Dean Bogoevski*, Florian Onken, Stefi Gros, Jussuf T. Kaifi, Paulus G. Schurr, Jogesh Vashist, Oliver Mann, Asad Kutup, Emre F. Yekebas, Jakob R. Izbicki
General, Visceral and Thoracic Surgery, University Clinic Eppendorf-Hamurg, Hamburg, Germany
Objective: The objective of this study was to assess the prevalence of lymphatic spread and differences in overall survival in patients with early (T1) squamous cell carcinoma (SCC) and adenocarcinoma (AC) after resection and lymphadenectomy.
Background: Limited endoscopic approaches without lymphadenectomy are increasingly applied in patients with early esophageal cancer.
Material and Methods: In the period between April 1992 and September 2004, 368 patients with resectable carcinomas of the oesophagus had undergone oesophagectomy. Early oesophageal carcinoma was detected in 29 (14.6%) out of 198 patients with SCC and in 34 (20%) out of 170 patients with AC. Specimens were assessed for prevalence of lymphatic spread. Prognostic factors were determined by univariate and multivariate analysis.

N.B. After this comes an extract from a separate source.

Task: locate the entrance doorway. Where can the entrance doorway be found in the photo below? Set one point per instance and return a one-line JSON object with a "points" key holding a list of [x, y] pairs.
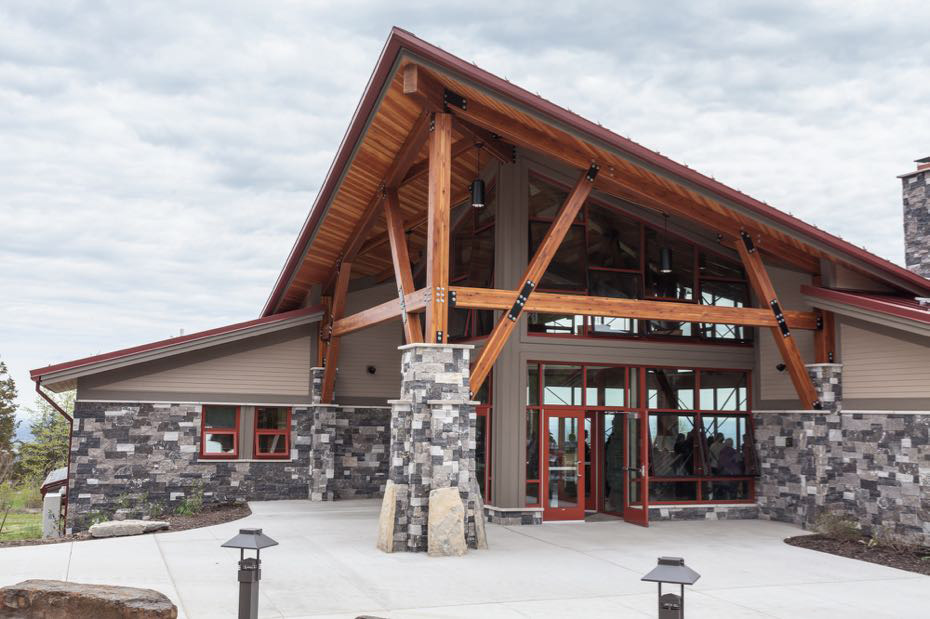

Results: None of the 18 patients with SCC or AC limited to the mucosa (T1a) had lymphatic infiltration, as compared with 10 of 45 with infiltration of submucosa (T1b). Lymphatic spread was more common in patients with submucosal AC as compared with submucosal SCC (26.1% versus 18.2%). Although the detection of lymphatic involvement was higher in AC, the overall survival was significantly better than in SCC patients (median survival 86 months AC vs. 38 months SCC, Log-Rank p=0.046). Furthermore, the survival benefit for AC patients without nodal involvement was even higher (median survival 88 months AC vs. 32 months SCC, Log-Rank p=0.006). On multivariate analysis, only histological tumor type (AC) and grading (G1&2) were independent predictors of long-term survival.
Discussion: Prevalence of lymphatic spread as well as long-term prognosis differ markedly between early (pT1) esophageal SCC and AC. Limited resection accompanied by lymphadenectomy is warranted in these patients.